I'm 59 and learned this only a couple years ago.
I thought transplant meant "in with the new, out with the old".
That your body makes 80-120 lbs of atp for energy everyday and uses it just as fast so you never gain or lose weight.
It's either Adenosine triphosphate or the Association of Tennis Professionals. How many tennis players have YOU made today? :-)
Ne of the wildest facts to me is this:
Your brain never actually experiences the present moment.
By the time light hits your eyes, signals travel through nerves, get processed by neurons, stitched into a coherent reality by the brain — you’re already milliseconds behind. Consciousness is basically a beautifully edited replay.
So the “now” you feel?
It’s a constructed simulation running slightly after reality already happened.
And somehow, inside that delay, humans write poetry, fall in love, build rockets, and stare at stars that have been gone for millions of years.

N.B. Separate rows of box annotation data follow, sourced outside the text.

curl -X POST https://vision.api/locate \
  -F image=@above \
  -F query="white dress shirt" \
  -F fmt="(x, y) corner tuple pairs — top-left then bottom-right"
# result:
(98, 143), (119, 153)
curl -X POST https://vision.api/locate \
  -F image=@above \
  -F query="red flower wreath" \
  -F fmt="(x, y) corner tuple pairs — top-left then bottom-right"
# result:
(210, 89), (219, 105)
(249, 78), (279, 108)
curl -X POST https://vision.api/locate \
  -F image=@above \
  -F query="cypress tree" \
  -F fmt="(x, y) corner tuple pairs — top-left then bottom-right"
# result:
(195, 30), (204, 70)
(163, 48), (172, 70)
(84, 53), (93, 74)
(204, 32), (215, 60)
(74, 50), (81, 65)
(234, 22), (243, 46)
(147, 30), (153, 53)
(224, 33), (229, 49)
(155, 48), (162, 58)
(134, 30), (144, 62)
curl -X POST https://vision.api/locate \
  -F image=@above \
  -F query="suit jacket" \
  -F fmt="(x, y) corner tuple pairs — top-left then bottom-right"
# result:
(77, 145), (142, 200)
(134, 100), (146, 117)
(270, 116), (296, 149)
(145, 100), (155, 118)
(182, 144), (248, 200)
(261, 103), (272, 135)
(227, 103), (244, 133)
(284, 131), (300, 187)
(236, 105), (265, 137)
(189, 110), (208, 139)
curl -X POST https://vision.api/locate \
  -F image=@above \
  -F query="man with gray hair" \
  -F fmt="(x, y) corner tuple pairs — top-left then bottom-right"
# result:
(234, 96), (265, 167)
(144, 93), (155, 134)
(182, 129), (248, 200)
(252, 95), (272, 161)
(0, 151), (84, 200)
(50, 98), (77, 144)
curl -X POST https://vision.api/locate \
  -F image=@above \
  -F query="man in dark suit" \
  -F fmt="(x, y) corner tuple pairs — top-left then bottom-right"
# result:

The universe is late to itself.
And still moving.
Someone check on OP, I think they are having an existential crisis
Humans live closer in time to TRex than TRex lived to Stegosauruses. The time line of dinosaurs being the dominant species on the planet is incomprehensible.
True mammals were around 225 million years ago. TRex didn't appear until 67 million years ago. Stegosaurus about 155 million years ago.
Hiccups are an evolutionary memory from when we were fish. Your body basically tries to breathe with gills that arent there.
You can make a hiccup go away simply by reminding yourself that you are in fact not a fish.
I havent had a hiccup in years. Whenever i see someone having one i tell them this and it always works, and it just kinda still blows my mind every time. .
Animal Testing. Like I have been blissfully ignorant for a while....and now every. single. product. I use has been tested on some poor creature.....it is destroying me...
I thought billboards were specially printed paper glued to the board. Theyre actually printed tarps tied around the back to keep them taut. I found this out when my mom found a website that let's you buy old ones thay have been taken down super cheap. I think she paid like $40 for the one she got that was big enough to cover their entire camper trailer.